I have the following equation: Let $(X_t)_{t \in I}$ be a markov chain on a discrete space $E$ with any time horizon $I \subset \mathbb R$, which is not empty.
Then $\forall k \in \mathbb N$, $t_0 < ... <t_k \in I$, $a_0,...,a_k \in E$ with $P(X_{t_l}=a_l)>0$ $\forall l=0,...,k-1$:
$P(X_{t_0}=a_0,...,X_{t_k}=a_k)$ = $P(X_{t_0}=a_0) \cdot P(X_{t_1}=a_1\mid X_{t_0}=a_0) \cdot P(X_{t_2}=a_2\mid X_{t_0}=a_0, X_{t_1}=a_1)$ $\cdot \: ... \cdot$ $P(X_{t_k}=a_k \mid X_{t_0}=a_0,...,X_{t_{k-1}}=a_{k-1})$,
because of the law of total probability. This is equal to:
$P(X_{t_0}=a_0) \cdot P(X_{t_1}=a_1\mid X_{t_0}=a_0) \cdot P(X_{t_2}=a_2\mid X_{t_1}=a_1)$ $\cdot \: ... \cdot$ $P(X_{t_k}=a_k \mid X_{t_{k-1}}=a_{k-1})$,
because of the markov property.
I understand this equation, but here we have the assumption, that:
$P(X_{t_0}=a_0,...,X_{t_{k-1}}=a_{k-1}) > 0$. Now I have to show, that this equation is still true for $P(X_{t_0}=a_0,...,X_{t_{k-1}}=a_{k-1}) = 0$, which leads the equation to "$0=0$".

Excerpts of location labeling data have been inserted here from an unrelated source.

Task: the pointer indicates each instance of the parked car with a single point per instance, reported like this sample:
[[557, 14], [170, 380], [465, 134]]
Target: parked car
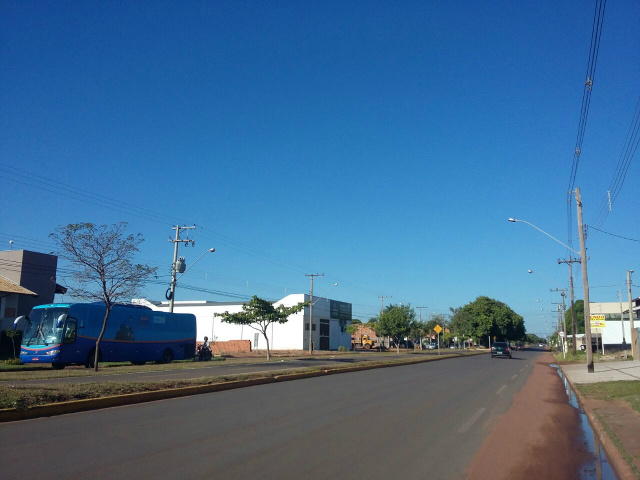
[[500, 349]]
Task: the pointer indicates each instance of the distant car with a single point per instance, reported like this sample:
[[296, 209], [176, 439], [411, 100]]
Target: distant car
[[500, 349]]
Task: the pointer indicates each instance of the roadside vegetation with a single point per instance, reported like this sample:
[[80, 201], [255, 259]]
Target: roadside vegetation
[[628, 391], [581, 357]]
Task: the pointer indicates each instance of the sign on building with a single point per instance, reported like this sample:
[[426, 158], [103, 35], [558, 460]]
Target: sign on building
[[597, 321]]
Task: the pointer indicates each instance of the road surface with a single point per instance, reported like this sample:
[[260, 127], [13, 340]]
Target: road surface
[[418, 421]]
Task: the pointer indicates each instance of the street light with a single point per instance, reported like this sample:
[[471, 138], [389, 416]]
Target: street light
[[514, 220], [174, 280]]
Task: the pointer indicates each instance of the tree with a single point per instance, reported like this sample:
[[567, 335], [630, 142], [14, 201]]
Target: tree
[[396, 322], [486, 317], [103, 256], [533, 338], [259, 314]]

I understand, that in this situation the left side of the equation $P(X_{t_0}=a_0,...,X_{t_k}=a_k)$ is zero because this event is a subset of that one in the assumption.
But how do I explain, that
$P(X_{t_0}=a_0) \cdot P(X_{t_1}=a_1\mid X_{t_0}=a_0) \cdot P(X_{t_2}=a_2\mid X_{t_1}=a_1)$ $\cdot \: ... \cdot$ $P(X_{t_k}=a_k \mid X_{t_{k-1}}=a_{k-1})$ is zero, if $P(X_{t_0}=a_0,...,X_{t_{k-1}}=a_{k-1}) = 0$.
I don't think it is difficult, but I don't see it. I hope someone can help me.
I think the problem is to understand the definition of conditional law:
Let $(\Omega,\mathcal{F},P)$ be a probability space. Let $X:\Omega\rightarrow\mathbb{R}^m$ and $Y:\Omega\rightarrow\mathbb{R}^n$ be two random vectors. The conditional law of $Y$ with respect to $X$ is defined as the transition probability $p:\mathbb{R}^m\times\mathcal{B}(\mathbb{R}^n)\rightarrow[0,1]$ satisfying $$P(X\in B,Y\in C)=\int_B p(x,C)\,P_X(dx).\quad (*) $$ If $q(x,C)$ is another transition probability satisfying $(*)$, then $q(x,C)=p(x,C)$ for all $C\in\mathcal{B}(\mathbb{R}^n)$ and $x\in N$, where $P_X(N)=0$.
The usual notation for the conditional law is $P(Y\in C|X=x)=p(x,C)$. This is well-defined even when $P(X=x)=0$.
From here we have the law of total probability when $X$ is discrete: $$P(X=j,Y\in C)=\int_{\{j\}}P(Y\in C|X=x)P_X(dx)=P(Y\in C|X=j)P(X=j). $$ This holds even when $P(X=j)=0$, but in such a case $P(Y\in C|X=j)$ is not uniquely defined.
In the definition of Markov chains, it is said $$P(X_{t_k}=a_k|X_{t_{k-1}}=a_{k-1},\ldots,X_{t_0}=a_0)=P(X_{t_k}=a_k|X_{t_{k-1}}=a_{k-1}). \quad (**)$$ By the definition of conditional law, both sides of $(**)$ make sense even when $P(X_{t_{k-1}}=a_{k-1},\ldots,X_{t_0}=a_0)=0$, although in such a case $P(X_{t_k}=a_k|X_{t_{k-1}}=a_{k-1},\ldots,X_{t_0}=a_0)$ is not unique, and you choose it so that it is equal to $P(X_{t_k}=a_k|X_{t_{k-1}}=a_{k-1})$.
As I showed, the law of total probability remains always true and your reasoning applies also when $P(X_{t_{k-1}}=a_{k-1},\ldots,X_{t_0}=a_0)=0$.